The pitta type may have a flushed face, red eyes, headaches, light sensitivity, irritability, and nosebleeds.
The kapha type may have excess weight, water retention, high cholesterol, sluggishness.
The vata type may feel cold, have gas, bloating, or constipation, insomnia, or nervousness, worry, or anxiety.
Traditional Chinese Medicine
In traditional Chinese medicine, high blood pressure is often attributed to a problem with the circulation of vital energy (qi) in the body. Chinese medicine practitioners believe that depression, anger, obesity, and high intake of fatty foods are some of the causative factors.
A combination of acupuncture and herbs is often recommended. Foods thought to have medicinal properties that may help high blood pressure include water chestnut, turnip, honey, Chinese celery, hawthorn berries, and mung beans.
Emotions also play a role in our health. Learn about emotions in traditional Chinese medicine and how certain emotions are linked to physical symptoms.
Herbs and Supplements To Avoid
High Blood Pressure Symptoms
High blood pressure usually doesn't cause any symptoms in the early stages. Symptoms associated with high blood pressure can include:
- Dizziness or dizzy spells
Causes of High Blood Pressure
In most cases of high blood pressure, the American Heart Association says there is no one identifiable cause.
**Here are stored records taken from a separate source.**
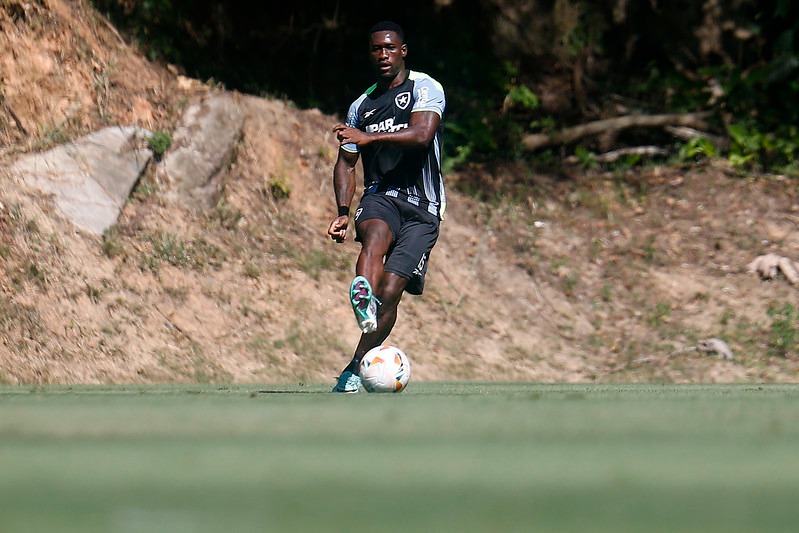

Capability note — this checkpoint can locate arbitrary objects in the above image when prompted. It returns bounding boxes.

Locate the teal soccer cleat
[350,276,379,333]
[331,370,361,393]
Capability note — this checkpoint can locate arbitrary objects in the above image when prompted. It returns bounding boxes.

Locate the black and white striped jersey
[342,70,447,219]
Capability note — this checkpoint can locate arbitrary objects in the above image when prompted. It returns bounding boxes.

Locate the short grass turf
[1,383,798,532]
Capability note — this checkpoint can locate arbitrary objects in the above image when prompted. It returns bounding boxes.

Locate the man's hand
[333,123,371,147]
[327,215,349,243]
This kind of high blood pressure is called primary hypertension or essential hypertension. It is usually a combination of factors, such as:
- Weight. The greater your body mass, the more pressure there is on your artery walls. That's because more blood is produced to supply oxygen and nutrients to tissues in your body.
- Activity level. Lack of physical activity tends to increase heart rate, which forces your heart to work harder with each contraction.
- Tobacco use. Chemicals in cigarettes and tobacco can damage artery walls.
- Sodium intake. Excessive sodium in the diet can result in fluid retention and high blood pressure, especially in people sensitive to sodium.
- Potassium intake. Low potassium can result in elevated sodium in cells, because the two balance one another.
- Stress. Stress can raise blood pressure.
- Alcohol consumption. Excessive alcohol intake can, over time, increase the risk of heart disease.
- Age. The risk of high blood pressure increases as you get older.
- Family history. High blood pressure often runs in families.